I know it’s hard for him. He’s a more dependent person than he’d like to admit and he’s not sure quite how to behave without my mom around. He will not stop asking her advice about the bills even though this confuses her terribly and gets her even more upset because she doesn’t understand them. And he basically has nothing to do but sit around and obsess about things all day long, but he’s completely uninterested in finding something else to do. God knows, if anyone ever needed a hobby…

He’s making things so much worse by constantly going over there and dwelling and harping on whatever she’s ranting about rather than trying to calm her down and change the subject. Or even worse, he argues with her about it. Then he calls me to discuss it for a half hour or so or to suggest very subtly and passive-aggressively that I drop whatever I’m doing and try to clean it up…but only if I “feel like it,” of course. Lest it sound cold, though, I do have things to do other than sit around and obsess about Mom, especially about relatively small things that neither of us really needs to worry about (nor can do much of anything about) to begin with. How can I make him understand that going to pieces over the small stuff will basically do nothing but make us too exhausted to deal with the big stuff when it comes up?
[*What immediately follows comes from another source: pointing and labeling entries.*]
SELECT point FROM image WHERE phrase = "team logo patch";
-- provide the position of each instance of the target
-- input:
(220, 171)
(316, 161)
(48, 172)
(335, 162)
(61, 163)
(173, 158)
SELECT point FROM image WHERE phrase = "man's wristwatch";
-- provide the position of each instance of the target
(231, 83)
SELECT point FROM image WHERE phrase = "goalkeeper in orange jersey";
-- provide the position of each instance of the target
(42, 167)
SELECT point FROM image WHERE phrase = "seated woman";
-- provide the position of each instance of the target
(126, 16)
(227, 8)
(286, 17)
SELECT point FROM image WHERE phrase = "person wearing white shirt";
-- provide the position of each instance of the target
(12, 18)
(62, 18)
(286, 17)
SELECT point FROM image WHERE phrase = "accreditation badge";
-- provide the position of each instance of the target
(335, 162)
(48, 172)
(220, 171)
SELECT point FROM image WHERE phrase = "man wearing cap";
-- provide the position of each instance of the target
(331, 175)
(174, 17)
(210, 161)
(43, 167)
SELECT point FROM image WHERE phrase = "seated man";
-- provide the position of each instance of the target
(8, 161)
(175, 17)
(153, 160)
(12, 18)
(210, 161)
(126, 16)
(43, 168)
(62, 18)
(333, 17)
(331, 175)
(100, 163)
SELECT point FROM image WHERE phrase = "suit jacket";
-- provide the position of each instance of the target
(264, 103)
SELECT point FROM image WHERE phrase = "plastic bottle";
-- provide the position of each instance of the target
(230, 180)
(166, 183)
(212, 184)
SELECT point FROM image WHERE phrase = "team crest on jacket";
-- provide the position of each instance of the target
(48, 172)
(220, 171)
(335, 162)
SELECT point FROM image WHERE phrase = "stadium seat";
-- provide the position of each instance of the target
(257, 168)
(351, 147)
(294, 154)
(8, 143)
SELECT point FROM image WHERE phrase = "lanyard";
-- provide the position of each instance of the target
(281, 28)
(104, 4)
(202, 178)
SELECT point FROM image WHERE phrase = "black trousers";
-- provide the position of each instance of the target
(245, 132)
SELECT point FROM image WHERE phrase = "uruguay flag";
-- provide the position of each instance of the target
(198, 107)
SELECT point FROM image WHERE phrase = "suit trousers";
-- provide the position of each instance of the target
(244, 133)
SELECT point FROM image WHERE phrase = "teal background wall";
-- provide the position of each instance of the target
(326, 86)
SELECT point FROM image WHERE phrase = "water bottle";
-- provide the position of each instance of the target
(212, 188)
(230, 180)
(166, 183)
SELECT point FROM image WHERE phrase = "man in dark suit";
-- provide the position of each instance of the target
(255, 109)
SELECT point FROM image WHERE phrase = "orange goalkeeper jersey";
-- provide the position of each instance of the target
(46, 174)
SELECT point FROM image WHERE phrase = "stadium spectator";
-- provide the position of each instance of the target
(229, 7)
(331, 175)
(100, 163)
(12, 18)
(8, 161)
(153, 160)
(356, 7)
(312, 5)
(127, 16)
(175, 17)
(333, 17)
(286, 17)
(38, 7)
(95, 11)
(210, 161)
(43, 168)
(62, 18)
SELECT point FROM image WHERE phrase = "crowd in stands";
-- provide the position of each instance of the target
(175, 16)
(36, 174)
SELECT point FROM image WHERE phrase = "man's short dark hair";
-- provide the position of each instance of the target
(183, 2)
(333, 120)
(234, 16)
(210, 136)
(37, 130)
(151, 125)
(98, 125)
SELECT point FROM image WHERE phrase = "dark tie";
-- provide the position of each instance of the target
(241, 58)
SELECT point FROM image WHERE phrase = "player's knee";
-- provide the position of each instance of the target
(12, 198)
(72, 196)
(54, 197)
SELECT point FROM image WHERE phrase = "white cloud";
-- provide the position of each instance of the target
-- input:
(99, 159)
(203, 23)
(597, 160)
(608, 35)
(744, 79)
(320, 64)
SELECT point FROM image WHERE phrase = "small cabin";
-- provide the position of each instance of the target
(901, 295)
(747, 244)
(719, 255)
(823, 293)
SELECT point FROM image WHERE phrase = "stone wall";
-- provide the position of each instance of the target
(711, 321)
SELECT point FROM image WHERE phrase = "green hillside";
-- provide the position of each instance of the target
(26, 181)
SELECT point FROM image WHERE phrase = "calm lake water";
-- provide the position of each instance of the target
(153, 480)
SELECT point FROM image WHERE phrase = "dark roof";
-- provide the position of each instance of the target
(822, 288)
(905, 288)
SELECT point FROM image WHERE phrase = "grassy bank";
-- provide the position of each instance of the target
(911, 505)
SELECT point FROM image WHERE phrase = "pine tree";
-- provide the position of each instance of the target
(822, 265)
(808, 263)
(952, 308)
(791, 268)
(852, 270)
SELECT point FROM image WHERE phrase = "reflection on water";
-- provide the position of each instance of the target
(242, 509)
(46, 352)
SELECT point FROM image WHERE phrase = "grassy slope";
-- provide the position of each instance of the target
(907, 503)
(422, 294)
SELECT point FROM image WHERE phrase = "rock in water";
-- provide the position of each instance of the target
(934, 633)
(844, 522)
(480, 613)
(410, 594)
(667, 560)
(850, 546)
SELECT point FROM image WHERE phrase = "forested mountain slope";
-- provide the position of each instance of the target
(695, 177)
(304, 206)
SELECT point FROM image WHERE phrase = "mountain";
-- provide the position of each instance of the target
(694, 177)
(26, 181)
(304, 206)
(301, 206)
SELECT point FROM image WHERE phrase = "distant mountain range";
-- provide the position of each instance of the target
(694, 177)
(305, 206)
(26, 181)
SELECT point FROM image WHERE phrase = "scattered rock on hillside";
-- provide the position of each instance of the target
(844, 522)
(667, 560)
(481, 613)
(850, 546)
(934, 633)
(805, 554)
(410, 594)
I hoped that having her in the assisted living facility would help make his life easier too, but he won’t let them take care of the simple things despite all the money he’s spending so they can do just that. And he has this knack for waiting until she’s relatively calm and then deciding to mention just the perfect thing to set her off again. I know it’s better now that it would be if she were home where she could and would wander off and he wouldn’t be able to catch her. I shudder to think what a nightmare it would be for everyone if she were home.

But I’m only slightly less terrified to answer the phone now than I was back in November and December. And that sucks.

Sorry for the venting. I don’t plan to make it a running theme.